What are distributional shifts and why do they matter in industrial applications?

by Dr. Bernhard Kratzwald

This article examines three types of distributional shifts: covariate shift, label shift, and concept shift, using a milling process simulation for downtime prediction. It emphasizes the need to monitor data distributions to maintain good model performance in dynamic environments like manufacturing.

What is distributional shift?

“Shift happens” – a simple yet profound realization in data analytics. Data distributions, the underlying fabric of our datasets, are often subject to frequent and often unexpected changes. These changes, known as “distributional shifts,” can dramatically alter the performance of machine learning (ML) models. 

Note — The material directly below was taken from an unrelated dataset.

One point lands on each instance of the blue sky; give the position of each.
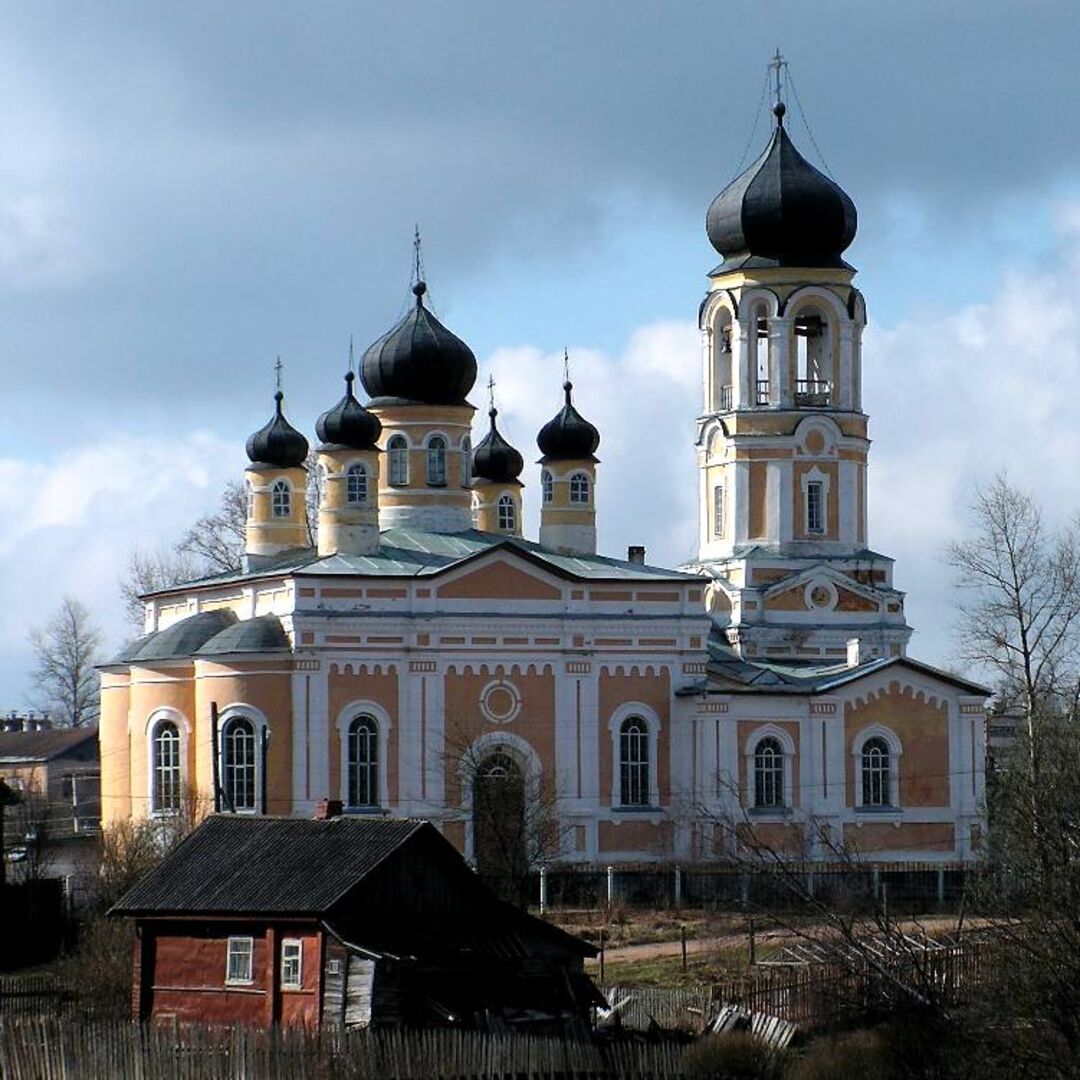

A core assumption of ML models is that data distributions do not change between the time you train a ML model and when you deploy it to make predictions. However, in real-world scenarios, this assumption often fails, as data can be interconnected and influenced by external factors. An example of such distributional shifts is how ML models went haywire when our shopping habits changed overnight during the pandemic. 

There are three primary types of distributional shifts: covariate shift, label shift, and concept shift. Each represents a different way in which data can deviate from expected patterns. This article explores these forms of distributional shifts in a milling process, where we assess the performance of ML models in a downtime prediction task.

Simulation setup

In order to illustrate the impact of distributional shifts in industrial settings, we set up a simulation for predicting machine downtime in a milling process. Our goal is to determine whether a machine will malfunction during a production run, which helps anticipate capacity constraints proactively.

Our primary variable of interest is “Machine Health,” a binary indicator where:

  • Machine Health = 0 indicates a machine breakdown.
  • Machine Health = 1 indicates the machine is running flawlessly.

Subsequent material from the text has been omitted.